E, certamente talvez, o desprezo que recebe a Lua - a nota de rodapé - é capaz
de dotar seu rosto de beleza irresistível (Sim, talvez a maior parte dos textos
ocidentais tenha algo de bissexual, pois se dividem entre os cachos solares de
Apolo que escorrem pelo texto principal e os cabelos morenos de Ártêmis que deságuam
pelas notas de rodapé). Mas, isto é só uma hipótese quase absurda.
Até hoje não compreendo porque as notas de rodapé não
se permitem ser divididas em parágrafos. Talvez seja porque, encaradas como
depósitos de retraços, sejam imageticamente pensadas para ser um amontoado de
informações. Mas, as notas de rodapé, como apêndices que são, reagem a essa
situação em que são colocadas: um misto de desprezo e atração selvagem. E, não
raro, as notas de rodapé inflamam-se e tornam-se clamor, eclipsando o texto
principal. E quando uma nota de rodapé supura? Quando o paratexto ameaça se
tornar texto principal? Um mundo sem direito a nota de rodapé, sem direito ao
contraditório. Um mundo sem direito a textos de segunda classe, sem direito à
luz da Lua e ao enigma: é aí nesse tipo de mundo que florescem as ditaduras, os
totalitarismos. A burca é um sinal do que pretende ser um mundo onde o texto
principal impera sem rival. A burca parece uma tentativa simbólica de velar por
completo a luz enigmática de Ártêmis, aprisionando-a eternamente na Lua Nova e
boicotando a luz periférica do contraditório, do mistério, da ambiguidade. Mas,
isto talvez seja só uma hipótese quase absurda.
De certo, a nota de rodapé, assim como a deusa Diana, é
uma exímia caçadora que se embrenha com suas flechas de luz enigmática no lagar
mais negro das florestas do ser. Mas, é fazendo uso de uma das armadilhas de
Diana/Ártêmis que Dionísio destila todo o seu vinho. E o sol brilhante do texto
principal teria, certamente talvez, um brilho cego e inútil se não se
permitisse beber do vinho dionisíaco e se não se permitisse dormir amparado
pelo quebra-luz instalado na face de sua irmã gêmea Ártêmis/Diana.
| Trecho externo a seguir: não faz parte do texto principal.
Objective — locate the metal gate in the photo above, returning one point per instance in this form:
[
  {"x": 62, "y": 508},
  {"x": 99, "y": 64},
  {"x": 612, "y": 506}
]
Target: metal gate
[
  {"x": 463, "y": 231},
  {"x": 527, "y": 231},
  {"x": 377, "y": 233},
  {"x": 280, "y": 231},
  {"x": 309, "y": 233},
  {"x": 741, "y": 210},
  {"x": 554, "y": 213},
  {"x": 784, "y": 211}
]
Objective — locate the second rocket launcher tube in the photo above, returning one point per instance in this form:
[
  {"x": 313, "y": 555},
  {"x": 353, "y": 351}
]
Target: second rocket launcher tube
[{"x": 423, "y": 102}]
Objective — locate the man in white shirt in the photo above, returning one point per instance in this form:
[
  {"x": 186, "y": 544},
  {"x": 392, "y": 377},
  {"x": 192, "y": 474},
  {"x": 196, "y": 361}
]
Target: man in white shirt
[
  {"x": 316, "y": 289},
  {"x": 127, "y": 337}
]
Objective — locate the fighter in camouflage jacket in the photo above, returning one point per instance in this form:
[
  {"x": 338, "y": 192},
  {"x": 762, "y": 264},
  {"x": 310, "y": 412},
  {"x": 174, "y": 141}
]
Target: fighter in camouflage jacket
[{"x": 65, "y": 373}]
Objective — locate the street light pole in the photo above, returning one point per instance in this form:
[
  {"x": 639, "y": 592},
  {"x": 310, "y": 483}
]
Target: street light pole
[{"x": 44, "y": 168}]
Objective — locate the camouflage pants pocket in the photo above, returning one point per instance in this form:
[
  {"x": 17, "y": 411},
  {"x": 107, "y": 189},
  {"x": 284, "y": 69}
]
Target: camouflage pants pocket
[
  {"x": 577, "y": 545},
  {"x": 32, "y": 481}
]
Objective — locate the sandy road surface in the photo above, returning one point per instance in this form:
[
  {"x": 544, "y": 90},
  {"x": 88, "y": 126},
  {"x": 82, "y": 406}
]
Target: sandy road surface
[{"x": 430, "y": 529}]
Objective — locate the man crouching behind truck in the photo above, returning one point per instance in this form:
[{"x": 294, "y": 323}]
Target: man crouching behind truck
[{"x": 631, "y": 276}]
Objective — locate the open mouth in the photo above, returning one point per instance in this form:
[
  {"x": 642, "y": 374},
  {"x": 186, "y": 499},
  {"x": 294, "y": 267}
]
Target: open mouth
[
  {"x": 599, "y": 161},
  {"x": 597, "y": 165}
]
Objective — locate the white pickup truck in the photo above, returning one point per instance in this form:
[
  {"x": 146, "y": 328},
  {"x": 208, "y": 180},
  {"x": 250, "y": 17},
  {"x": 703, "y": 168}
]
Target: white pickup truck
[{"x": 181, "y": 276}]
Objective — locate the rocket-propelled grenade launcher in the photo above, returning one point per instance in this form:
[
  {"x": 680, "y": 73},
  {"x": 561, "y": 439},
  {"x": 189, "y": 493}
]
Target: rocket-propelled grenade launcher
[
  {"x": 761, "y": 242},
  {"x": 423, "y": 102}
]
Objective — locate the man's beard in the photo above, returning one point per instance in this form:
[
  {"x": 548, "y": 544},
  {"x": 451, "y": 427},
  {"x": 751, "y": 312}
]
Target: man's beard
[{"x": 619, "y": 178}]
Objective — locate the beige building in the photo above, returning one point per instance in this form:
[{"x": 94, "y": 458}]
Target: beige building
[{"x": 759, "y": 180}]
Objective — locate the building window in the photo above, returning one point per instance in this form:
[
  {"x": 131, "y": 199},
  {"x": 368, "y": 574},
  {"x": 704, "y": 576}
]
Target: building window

Mas, isto
seria só uma hipótese, absurda quase.
A nota de rodapé me permite, numa virada junguiana,
ver que existem dois mundos e que a realidade não é restrita a uma só dimensão
amesquinhada e pirangueira. Quando levada a sério, a nota de rodapé devolve ao
imaginário, ao sonho, o direito de restabelecer o diálogo entre Apolo e
Ártêmis, irmãos gêmeos que o movimento iluminista, viajando aos tempos míticos,
tentou separar quando do nascimento deles. O momento atual, que se chama
de pós-modernidade, não é mais do que a chance dada a Leto (mãe dos gêmeos) de
ver novamente unidos os irmãos. Mas, como é sabido, os gêmeos para se unirem
precisam encontrar um modo de fazer conviver suas diferenças e suas semelhanças
e suas semelhanças disfarçadas de diferenças e suas diferenças disfarçadas de
semelhanças.
A nota de rodapé tem uma fragrância de amor secreto, de
sorriso secreto destilado no rosto sério do texto principal. É uma sonata de desculpa para
atravessar o Atlântico e espiar o que a fé já tinha como certo: que a viagem de
descoberta do Velho Mundo foi tranquila e que o Nobre sorriu no desembarque.